Author: Guest Author

Hammer

Este post foi escrito por Alexandre Serpa, profissional de compliance baseado em Sao Paulo, Brasil.

Mal havia sido promulgada a Lei 12.846/2013 e se via o aumento de chamadas do tipo “Empresas começam a implementar programas de Compliance para cumprir a nova lei …”

Havia uma quantidade relevante de artigos em jornais, blogs, revistas e outros meios de comunicação que tratavam do assunto da nova lei e que, se não indicavam a implementação de um programa de compliance como ‘obrigatório’, ao menos deixavam implícito ao leitor que essa era um pré-requisito para o cumprimento da Lei. E eu, pessoalmente, creio que essa profusão não é justificada nesse momento.

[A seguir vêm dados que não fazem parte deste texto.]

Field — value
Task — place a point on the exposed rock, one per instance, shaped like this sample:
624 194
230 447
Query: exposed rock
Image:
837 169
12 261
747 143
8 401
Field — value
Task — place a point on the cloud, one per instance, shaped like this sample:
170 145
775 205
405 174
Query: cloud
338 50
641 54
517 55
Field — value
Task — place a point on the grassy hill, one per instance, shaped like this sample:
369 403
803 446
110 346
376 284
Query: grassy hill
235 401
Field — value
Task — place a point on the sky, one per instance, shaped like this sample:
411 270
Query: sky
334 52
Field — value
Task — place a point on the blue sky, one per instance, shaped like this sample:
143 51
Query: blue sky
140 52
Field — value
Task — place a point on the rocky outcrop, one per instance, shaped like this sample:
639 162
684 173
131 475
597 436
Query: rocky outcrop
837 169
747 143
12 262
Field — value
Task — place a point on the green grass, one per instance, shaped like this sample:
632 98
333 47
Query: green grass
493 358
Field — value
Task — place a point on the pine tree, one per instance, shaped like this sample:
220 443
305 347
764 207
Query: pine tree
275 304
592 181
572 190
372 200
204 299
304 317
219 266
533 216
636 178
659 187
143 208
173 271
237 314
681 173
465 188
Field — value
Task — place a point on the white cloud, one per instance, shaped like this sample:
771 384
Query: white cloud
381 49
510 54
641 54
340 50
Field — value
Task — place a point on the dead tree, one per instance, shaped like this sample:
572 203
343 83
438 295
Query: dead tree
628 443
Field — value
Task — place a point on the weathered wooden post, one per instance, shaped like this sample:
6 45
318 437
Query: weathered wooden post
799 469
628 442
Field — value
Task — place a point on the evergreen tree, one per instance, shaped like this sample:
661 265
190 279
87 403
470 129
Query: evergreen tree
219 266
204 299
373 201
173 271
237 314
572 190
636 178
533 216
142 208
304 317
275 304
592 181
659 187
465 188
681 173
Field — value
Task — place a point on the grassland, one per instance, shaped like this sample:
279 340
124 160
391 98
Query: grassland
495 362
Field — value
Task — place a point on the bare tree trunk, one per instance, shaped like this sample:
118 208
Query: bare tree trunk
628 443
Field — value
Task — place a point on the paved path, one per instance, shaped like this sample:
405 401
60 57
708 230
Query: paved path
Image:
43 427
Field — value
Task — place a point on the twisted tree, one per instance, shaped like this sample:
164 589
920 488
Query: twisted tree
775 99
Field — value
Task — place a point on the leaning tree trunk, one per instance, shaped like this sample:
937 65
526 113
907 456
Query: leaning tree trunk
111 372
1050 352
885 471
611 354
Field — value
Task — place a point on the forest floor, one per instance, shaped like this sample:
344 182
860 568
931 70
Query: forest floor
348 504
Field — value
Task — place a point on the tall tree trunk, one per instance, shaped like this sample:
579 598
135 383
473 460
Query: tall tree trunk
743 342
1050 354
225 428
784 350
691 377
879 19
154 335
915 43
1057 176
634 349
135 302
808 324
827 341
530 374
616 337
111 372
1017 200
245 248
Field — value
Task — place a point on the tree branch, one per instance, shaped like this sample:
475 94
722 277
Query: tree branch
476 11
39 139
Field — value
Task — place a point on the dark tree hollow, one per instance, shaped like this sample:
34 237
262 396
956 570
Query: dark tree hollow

Antes de me aprofundar no tema título deste texto, deixe-me fazer uma regressão e discutir o seguinte cenário:

É apresentada a você uma tarefa: pregar um prego a uma placa de madeira.

A grande maioria de nós, senão todos nós, imediatamente pensará que ‘temos que’ arranjar um martelo, pois o martelo é imprescindível para a tarefa de pregar o prego na placa de madeira.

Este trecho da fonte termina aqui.